Now there are fears this sort of property crash could spread to Britain based on its current valuations. Average house prices in Britain are running at six times average earnings, which is way above the historic average of 3.7 times wages.
Australian residential property values are currently double Britain’s historic high - 12 times earnings in Sydney and 10 times in Melbourne.
Australian mortgage repayments are 57 per cent of average incomes compared with 50 per cent in Britain where the historic average is just 30 per cent.
A recent survey in The Economist magazine says Australia has the most overvalued residential property in the world.
All these comparisons make for very nervous reading and you’d think would point to an impending crash the size of that in the US. That may very well be the case a few years down the track.
But for the moment there appears to be a couple of significant planks underpinning Australian property values.
Firstly, the high skilled and business immigration numbers combined with low construction levels is creating a shortage of supply accentuated by the banks tightening development financing.
Full employment also means that even though higher loan repayments are stretching family budgets, household incomes won’t fall.
The other factor is the rental crisis. Strongly rising rents are usually a precursor to rising values as investors chase property to take advantage of the strong yields.
For property owners it looks like a crash in values isn’t on the cards for at least a few years. For those looking to get on the property merry-go-round for the first time, property is not going to get any more affordable either.
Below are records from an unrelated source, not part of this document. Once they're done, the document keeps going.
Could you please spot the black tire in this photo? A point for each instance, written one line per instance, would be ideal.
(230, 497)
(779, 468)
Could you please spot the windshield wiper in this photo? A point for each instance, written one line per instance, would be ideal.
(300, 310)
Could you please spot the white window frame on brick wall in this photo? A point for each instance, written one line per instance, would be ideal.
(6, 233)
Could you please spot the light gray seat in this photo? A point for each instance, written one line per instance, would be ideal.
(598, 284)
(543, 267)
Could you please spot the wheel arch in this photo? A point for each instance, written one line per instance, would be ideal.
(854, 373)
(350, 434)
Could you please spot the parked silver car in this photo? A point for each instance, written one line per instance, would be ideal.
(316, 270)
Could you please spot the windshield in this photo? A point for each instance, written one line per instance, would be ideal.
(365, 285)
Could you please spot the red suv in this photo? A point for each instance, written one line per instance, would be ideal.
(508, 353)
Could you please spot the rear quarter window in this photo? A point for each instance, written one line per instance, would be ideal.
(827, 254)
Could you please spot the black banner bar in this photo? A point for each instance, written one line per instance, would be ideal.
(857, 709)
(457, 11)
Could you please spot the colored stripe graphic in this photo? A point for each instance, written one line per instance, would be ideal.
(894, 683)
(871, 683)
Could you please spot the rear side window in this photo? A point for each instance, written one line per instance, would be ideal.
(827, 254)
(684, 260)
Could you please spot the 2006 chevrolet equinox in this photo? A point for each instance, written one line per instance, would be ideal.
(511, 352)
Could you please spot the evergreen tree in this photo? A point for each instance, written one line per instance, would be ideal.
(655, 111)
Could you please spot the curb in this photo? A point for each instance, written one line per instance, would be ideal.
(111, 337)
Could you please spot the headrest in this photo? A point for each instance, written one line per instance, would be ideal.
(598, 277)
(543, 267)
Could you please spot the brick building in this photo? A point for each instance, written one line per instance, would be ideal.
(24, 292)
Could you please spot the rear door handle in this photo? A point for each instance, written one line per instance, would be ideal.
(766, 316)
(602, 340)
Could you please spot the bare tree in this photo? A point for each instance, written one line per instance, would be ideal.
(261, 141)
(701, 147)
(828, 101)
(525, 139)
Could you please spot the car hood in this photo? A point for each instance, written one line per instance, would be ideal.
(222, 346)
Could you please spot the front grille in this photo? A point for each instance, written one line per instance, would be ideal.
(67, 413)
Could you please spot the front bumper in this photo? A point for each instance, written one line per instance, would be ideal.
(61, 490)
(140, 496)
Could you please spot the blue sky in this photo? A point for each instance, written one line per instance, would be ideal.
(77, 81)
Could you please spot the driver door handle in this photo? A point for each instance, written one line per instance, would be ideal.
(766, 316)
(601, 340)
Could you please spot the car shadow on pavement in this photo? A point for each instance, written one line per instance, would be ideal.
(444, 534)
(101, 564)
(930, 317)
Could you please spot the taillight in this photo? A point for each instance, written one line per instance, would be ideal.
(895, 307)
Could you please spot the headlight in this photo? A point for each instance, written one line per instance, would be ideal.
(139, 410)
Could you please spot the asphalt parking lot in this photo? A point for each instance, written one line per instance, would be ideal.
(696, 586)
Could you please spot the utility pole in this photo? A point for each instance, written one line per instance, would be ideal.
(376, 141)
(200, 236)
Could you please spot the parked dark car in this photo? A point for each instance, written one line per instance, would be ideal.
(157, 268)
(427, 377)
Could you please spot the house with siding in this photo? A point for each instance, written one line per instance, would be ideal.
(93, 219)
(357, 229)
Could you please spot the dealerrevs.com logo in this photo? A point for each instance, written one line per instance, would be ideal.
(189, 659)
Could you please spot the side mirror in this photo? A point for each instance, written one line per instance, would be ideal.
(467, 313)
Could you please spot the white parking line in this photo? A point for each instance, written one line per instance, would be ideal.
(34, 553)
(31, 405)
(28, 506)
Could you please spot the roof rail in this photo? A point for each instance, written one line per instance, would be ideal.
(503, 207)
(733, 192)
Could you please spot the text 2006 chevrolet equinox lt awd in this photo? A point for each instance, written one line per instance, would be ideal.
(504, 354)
But it seems there is hope of picking up an affordable bargain if you know where to look.
Last week on my Sunrise program we interviewed Terry Ryder who is a former property writer and now runs a business called Hot Spotting, which analyses property issues.
Terry Ryder put together a list of the top 12 places to buy a house for under $200,000. Yep, $200,000 and many on the list are well below that level down to $90,000 in one area.
Now before you chortle and say they must be in the middle of nowhere, Ryder’s 12 locations all have good community facilities and reasonably good employment prospects for people moving there, because they’re booming.
There are only two locations on the list close to a capital city - Melton near Melbourne and Elizabeth on the outskirts of Adelaide.
Ryder says most areas close to Sydney and Brisbane were priced out of this list.
His personal pick is Parkes in regional NSW because of its location as a transport hub.
In Queensland, Charters Towers is the best pick while in NSW there’s Broken Hill, Glen Innes and Inverell.
In Victoria, the best buys are Gippsland, Melton and Mildura.
Further south in Tassie, George Town and the Rosebery-Zeehan area are on the list.
In South Australia, Elizabeth rounds out the top 12.